Revelado pelo Flamengo, Jorge
disputou duas edições da Copa São Paulo de Futebol Júnior, sendo titular
absoluto e um dos principais jogadores no time de 2015. O lateral esquerdo pode
ser considerado um típico acerto em meio a uma sucessão de erros. Até ganhar a
posição, viu a diretoria apostar em contratações como Anderson Pico, Pablo
Armero, Chiquinho e Thallyson. Da lista de laterais da base que atuaram no
profissional nesta década, Jorge foi o único que realmente se firmou e ainda
nutre uma ponta de saudade no torcedor.

Sua estreia em partida
oficial aconteceu em 2014, em partida contra o Bangu pela última rodada da Taça
Rio. A titularidade absoluta veio depois de ter sido eleito o melhor lateral
esquerdo do Mundial Sub-20 e uma série de coincidências do destino. Em meio às
competições, o Flamengo se desfez de Anderson Pico e Thallyson e ainda viu
Pablo Armero ser convocado para a Copa América. Essa foi a brecha que o Garoto
do Ninho aproveitou e, com atuações seguras, tornou-se o dono da posição.
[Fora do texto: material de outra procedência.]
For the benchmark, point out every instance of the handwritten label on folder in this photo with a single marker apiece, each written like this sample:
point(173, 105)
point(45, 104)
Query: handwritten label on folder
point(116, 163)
Em 2016, foi eleito o melhor lateral esquerdo do Campeonato Brasileiro e em 2017 foi negociado com o Mônaco, da França, por cerca de € 8,5 milhões (R$ 28,8 milhões). Na Europa, Jorge passou também pelo Porto, de Portugal, não apresentou o mesmo rendimento, e retornou ao futebol brasileiro neste ano, contratado pelo Santos.

Wesley Gasolina

Wesley Gasolina faz parte do
rol de promessas que deixaram o time da Gávea sem que o torcedor pudesse
verdadeiramente conhecer todo seu potencial. Hoje com 19 anos, chegou ao Maior
do Mundo aos 10 anos e, passo a passo, ganhou prestígio nas categorias de base.
Pelo Flamengo, foi campeão da Copinha em 2018. Com a seleção Brasileira também brilhou
e levantou as taças do Sul-Americano Sub-15 e Sub-17, além de ter disputado o
Mundial Sub-17, em 2017.

As boas atuações ganharam
notoriedade e, em 2018, Gasolina fez suas primeiras e únicas partidas no time
principal no Carioca, contra Botafogo e Boavista. Diretoria, comissão técnica e
torcida acreditavam que o jogador, assim como aconteceu com Jorge, tinha
potencial para, futuramente, ser titular da lateral direita. Um imbróglio na
renovação contratual, porém, impediu que seu caminho vestindo vermelho e preto
fosse prolongado. O atleta foi afastado e, neste ano, acertou sua transferência
para a Juventus, da Itália, sem que o Fla recebesse nada.

Kleber

Kleber, ou simplesmente Klebinho, foi mais um da safra que chamou a atenção no título na Copa São Paulo de 2016. Ainda que não fosse titular, o jovem era figura sempre presente em campo já que, por conta de sua versatilidade, atuava tanto na lateral quanto no meio-campo. Foi promovido aos profissionais em 2018, mas pouco atuou. Neste ano, foi emprestado ao Ittihad Riadhi Tanger, de Marrocos, com quem assinou um contrato de dois anos.